Corre no Senado brasileiro o Projeto de Lei 403/2022 que “isenta veículos elétricos e híbridos do Imposto de Importação até 31 de dezembro de 2025”. Paralelamente, deambula na Câmara dos Deputados o Projeto de Lei 5308/20 que “isenta do Imposto sobre Produtos Industrializados (IPI) as importações e as saídas de veículos elétricos ou híbridos”. Também redução para zero das “alíquotas do PIS/Pasep e da Cofins incidentes na importação e sobre a receita bruta de venda no mercado interno desses veículos” (sic). Trata-se de carro elétrico – já comercializável – que, no presente estágio da tecnologia, é movido por energia estocada em bateria (de 400 ou 800 volts).

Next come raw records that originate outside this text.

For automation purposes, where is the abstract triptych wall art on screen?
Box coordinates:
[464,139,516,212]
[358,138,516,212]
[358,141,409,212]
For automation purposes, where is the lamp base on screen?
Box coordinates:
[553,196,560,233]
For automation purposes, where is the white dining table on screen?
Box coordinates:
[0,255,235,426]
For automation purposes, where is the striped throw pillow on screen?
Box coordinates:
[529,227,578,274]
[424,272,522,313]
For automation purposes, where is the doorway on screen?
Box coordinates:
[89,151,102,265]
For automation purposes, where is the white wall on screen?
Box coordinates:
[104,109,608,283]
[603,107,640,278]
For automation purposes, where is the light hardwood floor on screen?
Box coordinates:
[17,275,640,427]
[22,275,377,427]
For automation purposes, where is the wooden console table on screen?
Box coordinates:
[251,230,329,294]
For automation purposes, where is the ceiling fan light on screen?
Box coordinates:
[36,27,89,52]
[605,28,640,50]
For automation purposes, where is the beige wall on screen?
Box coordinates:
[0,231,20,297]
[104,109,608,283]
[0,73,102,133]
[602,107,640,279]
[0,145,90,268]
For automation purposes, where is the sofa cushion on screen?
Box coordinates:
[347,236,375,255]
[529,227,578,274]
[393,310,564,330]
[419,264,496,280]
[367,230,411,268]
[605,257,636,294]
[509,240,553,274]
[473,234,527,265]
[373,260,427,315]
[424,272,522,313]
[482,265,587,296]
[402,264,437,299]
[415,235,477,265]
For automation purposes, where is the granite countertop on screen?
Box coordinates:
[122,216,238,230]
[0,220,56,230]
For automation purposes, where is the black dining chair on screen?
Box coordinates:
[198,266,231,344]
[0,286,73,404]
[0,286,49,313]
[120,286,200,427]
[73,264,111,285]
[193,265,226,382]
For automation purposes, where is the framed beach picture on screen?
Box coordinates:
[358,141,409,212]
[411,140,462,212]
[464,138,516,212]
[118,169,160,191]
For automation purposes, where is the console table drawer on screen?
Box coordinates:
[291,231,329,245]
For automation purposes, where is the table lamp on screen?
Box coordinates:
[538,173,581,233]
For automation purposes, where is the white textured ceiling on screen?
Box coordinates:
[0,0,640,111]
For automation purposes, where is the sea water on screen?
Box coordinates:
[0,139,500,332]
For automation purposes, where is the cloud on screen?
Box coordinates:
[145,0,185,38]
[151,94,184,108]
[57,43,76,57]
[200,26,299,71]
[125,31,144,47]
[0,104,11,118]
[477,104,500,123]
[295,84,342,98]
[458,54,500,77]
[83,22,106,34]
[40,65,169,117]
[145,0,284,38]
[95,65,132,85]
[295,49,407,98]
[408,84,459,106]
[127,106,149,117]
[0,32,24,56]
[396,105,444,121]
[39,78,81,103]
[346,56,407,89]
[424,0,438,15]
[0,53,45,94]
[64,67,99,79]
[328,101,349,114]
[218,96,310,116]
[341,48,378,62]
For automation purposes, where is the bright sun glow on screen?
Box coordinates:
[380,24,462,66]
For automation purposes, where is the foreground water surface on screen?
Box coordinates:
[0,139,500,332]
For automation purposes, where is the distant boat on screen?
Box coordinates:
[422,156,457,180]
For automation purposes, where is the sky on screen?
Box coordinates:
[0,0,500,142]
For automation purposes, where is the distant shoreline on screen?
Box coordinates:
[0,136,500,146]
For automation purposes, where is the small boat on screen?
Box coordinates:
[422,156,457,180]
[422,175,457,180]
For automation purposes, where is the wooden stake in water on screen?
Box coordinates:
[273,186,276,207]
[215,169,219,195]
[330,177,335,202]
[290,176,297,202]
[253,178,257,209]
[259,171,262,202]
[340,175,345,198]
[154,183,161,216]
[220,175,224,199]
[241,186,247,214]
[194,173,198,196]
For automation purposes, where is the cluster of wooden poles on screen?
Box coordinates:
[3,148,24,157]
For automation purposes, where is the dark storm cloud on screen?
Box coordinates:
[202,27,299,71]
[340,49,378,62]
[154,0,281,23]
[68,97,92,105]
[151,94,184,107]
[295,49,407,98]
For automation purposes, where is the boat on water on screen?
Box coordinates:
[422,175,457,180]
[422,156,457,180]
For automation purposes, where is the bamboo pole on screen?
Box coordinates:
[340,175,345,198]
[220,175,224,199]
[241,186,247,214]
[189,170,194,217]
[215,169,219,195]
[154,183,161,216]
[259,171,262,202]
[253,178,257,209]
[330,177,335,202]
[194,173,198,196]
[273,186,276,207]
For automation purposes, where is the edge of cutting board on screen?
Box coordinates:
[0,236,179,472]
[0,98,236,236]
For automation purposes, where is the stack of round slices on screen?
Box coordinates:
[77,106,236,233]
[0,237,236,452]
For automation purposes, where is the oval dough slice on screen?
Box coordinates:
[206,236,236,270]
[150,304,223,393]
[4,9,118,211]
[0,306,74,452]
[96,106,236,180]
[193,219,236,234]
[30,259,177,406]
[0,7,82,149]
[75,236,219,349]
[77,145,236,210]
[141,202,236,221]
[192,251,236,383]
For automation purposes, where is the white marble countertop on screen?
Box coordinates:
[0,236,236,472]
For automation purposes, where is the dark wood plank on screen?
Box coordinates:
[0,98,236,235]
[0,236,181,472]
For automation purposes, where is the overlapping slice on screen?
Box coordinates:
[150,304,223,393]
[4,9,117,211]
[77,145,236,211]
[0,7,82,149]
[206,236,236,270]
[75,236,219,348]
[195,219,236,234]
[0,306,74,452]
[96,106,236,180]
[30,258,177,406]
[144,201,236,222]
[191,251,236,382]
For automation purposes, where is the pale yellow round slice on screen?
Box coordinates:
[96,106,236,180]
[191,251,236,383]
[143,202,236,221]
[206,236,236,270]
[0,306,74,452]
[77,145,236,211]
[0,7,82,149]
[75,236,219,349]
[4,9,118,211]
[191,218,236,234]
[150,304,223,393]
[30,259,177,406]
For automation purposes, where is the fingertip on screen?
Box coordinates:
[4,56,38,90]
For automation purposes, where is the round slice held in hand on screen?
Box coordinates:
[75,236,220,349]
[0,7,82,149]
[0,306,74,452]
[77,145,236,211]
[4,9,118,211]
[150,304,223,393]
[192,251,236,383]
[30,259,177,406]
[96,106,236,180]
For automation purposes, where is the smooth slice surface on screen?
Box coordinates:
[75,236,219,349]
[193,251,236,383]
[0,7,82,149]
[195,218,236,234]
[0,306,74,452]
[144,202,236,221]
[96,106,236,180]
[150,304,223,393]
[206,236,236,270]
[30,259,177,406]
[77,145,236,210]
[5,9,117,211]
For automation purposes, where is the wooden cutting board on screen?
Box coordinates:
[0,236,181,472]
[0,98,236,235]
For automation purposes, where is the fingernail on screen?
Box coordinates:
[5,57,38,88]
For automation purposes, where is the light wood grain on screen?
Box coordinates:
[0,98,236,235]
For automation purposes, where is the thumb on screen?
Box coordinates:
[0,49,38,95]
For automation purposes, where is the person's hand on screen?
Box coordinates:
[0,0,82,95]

Fatos do início deste século ajudam ao questionamento sobre qual seria o interesse brasileiro no uso de carros elétricos. Rogério Cezar de Cerqueira Leite, grande cientista, com excelente visão sobre os interesses globais da humanidade, viu no etanol uma solução mundial para carros que venham a mitigar contribuições para o Aquecimento Global. Na entrada do atual século, Cerqueira Leite entusiasmadamente dirigiu uma pesquisa sobre a capacidade brasileira de exportar álcool combustível. Sonhou com um mundo beneficiado por largo uso do etanol como combustível veicular, sem a este atribuir o caráter de solução zero-carbono – termo não usual no linguajar da época –, como hoje se faz com respeito ao carro elétrico. Não iria iludir. Sempre frisou a importância do uso do etanol para ajudar a desacelerar o avanço do Aquecimento Global.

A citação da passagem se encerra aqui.